Que a destruição de ecossistemas faz com que os vírus dos animais atinjam os humanos e, em última instância, se tornem pandemias mundiais é um fato conhecido. O que esta revisão ressalta é que a evidência surgida do conhecimento científico induz a “reavaliar a relação entre os humanos e a natureza e a reduzir as mudanças ambientais globais causadas por um consumo insustentável que levam à mudança climática, a perda de biodiversidade e a emergência pandêmica”, concluem os especialistas.

“As mesmas atividades humanas que provocam a mudança climática e a perda de biodiversidade também são responsáveis pelo risco de pandemias”, destaca o zoólogo e ecólogo de doenças, Peter Daszak, diretor do grupo de especialistas. “Os impactos no meio ambiente são o caminho para as pandemias”.

Porque o cálculo é que até 1,7 milhão de vírus permanece contido na fauna selvagem. Entre 500.000 e 800.000 têm potencial para infectar humanos, recordam os cientistas. Estão presentes especialmente em mamíferos como morcegos, primatas e roedores, mas também em aves e animais domésticos.

Clima, biodiversidade e patologias se interconectam

A destruição de habitats e a mudança no uso dos solos, como a transformação de matas tropicais em monoculturas como a palma e a soja, interconectam os efeitos da mudança climática, da perda de biodiversidade e da irrupção de novas doenças.

O ciclo pormenorizado pelos especialistas do IPBES inclui o desmatamento e a ocupação de ecossistemas para abrir campos para o cultivo e a pecuária – uma das grandes emissoras de gases do efeito estufa -, mas também para desenvolvimentos urbanísticos. Este processo expulsa ou extingue uma multidão de espécies silvestres e abrem espaço para o assentamento de humanos e de seus animais: “A via para as pandemias”, avalia este grupo de especialistas.

Além disso, a mudança climática está favorecendo a transferência de patógenos porque cria condições ambientais favoráveis para que vetores como, por exemplo, os mosquitos invasores prosperem e sirvam para espalhar patologias como a dengue, a malária ou a febre do Nilo Ocidental.

Na Espanha, o mosquito tigre, transmissor de doenças graves como a dengue, dobrou sua presença em cinco anos. E não para por aí a sinergia climática-pandêmica. A mudança do clima está provocando movimentos em massa de pessoas. A transformação de ecossistemas liberou patógenos até agora contidos.
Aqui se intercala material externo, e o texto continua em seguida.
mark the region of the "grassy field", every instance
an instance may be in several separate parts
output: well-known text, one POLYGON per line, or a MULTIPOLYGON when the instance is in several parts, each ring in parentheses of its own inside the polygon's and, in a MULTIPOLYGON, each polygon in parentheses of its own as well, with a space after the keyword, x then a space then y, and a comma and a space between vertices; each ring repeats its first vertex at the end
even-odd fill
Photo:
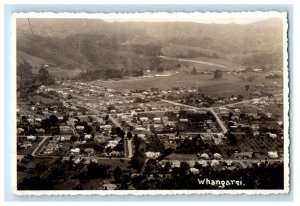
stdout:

As espécies animais que melhor se adaptam a novos ambientes degradados e dominados pela ação humana podem abrigar novos vírus.
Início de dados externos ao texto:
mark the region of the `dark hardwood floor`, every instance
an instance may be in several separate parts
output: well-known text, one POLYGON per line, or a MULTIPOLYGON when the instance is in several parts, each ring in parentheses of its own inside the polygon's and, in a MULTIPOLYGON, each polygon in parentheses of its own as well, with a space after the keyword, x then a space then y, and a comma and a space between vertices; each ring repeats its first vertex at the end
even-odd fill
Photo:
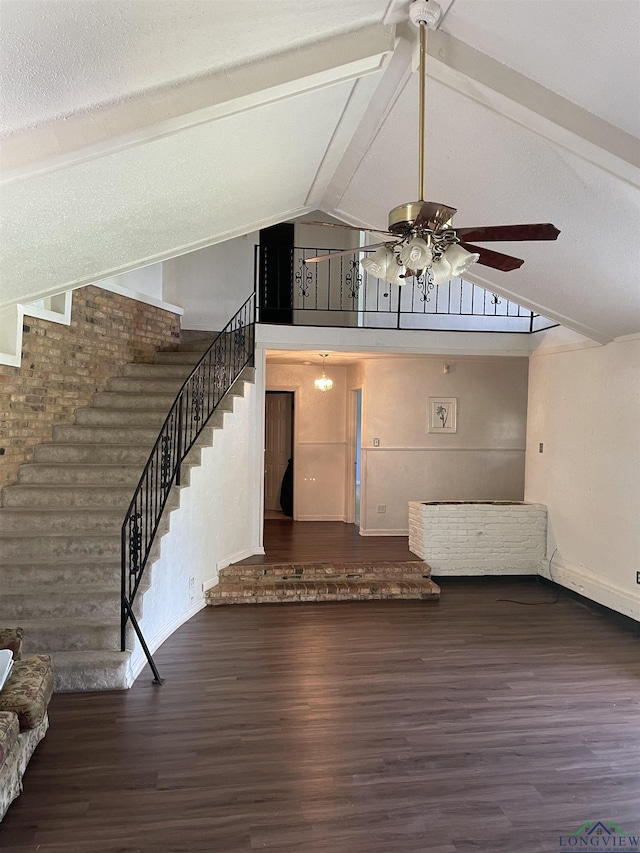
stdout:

Prevenir as causas: cem vezes mais barato

A análise insiste em que, até agora, as pandemias foram geridas de modo mais reativo ou paliativo que preventivo: confinamentos, tratamentos médicos e inclusive um grande esforço humano e econômico para encontrar vacinas. No entanto, este estudo destaca que atacar as doenças em sua origem e eliminar as condições que permitam seu surgimento seria uma fórmula mais efetiva e barata. “Ainda confiamos nas tentativas de controlar as doenças depois que tenham surgido, mas podemos escapar da era das pandemias com muito mais esforço focado na prevenção”, afirma Daszak.
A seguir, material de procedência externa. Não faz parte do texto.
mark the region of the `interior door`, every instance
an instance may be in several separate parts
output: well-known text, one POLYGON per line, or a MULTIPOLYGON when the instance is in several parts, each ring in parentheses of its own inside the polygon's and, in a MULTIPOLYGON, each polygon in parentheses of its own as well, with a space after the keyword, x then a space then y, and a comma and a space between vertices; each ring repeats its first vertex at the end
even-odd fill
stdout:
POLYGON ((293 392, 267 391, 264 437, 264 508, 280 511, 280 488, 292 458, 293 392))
O risco de pandemias pode ser reduzido significativamente, caso estas atividades sejam diminuídas, explica o relatório. Entre as linhas de atuação, os especialistas pedem “a promoção de um consumo responsável para que se reduza o consumo insustentável de recursos em zonas quentes, onde surgem as novas doenças. Também a redução no consumo excessivo de carne e produtos pecuários”, que estão no final de uma reação em cadeia que se inicia ao destruir ecossistemas para abrir espaço para a produção intensiva.

Ainda que o relatório aponte para a necessidade de algumas mudanças que qualifica como “sísmicas”, também destaca que o custo para prevenir o surgimento de pandemias como a Covid-19 será “cem vezes menor do que o provocado pela própria pandemia, razão pela qual existem incentivos econômicos muito fortes para realizar estas mudanças”.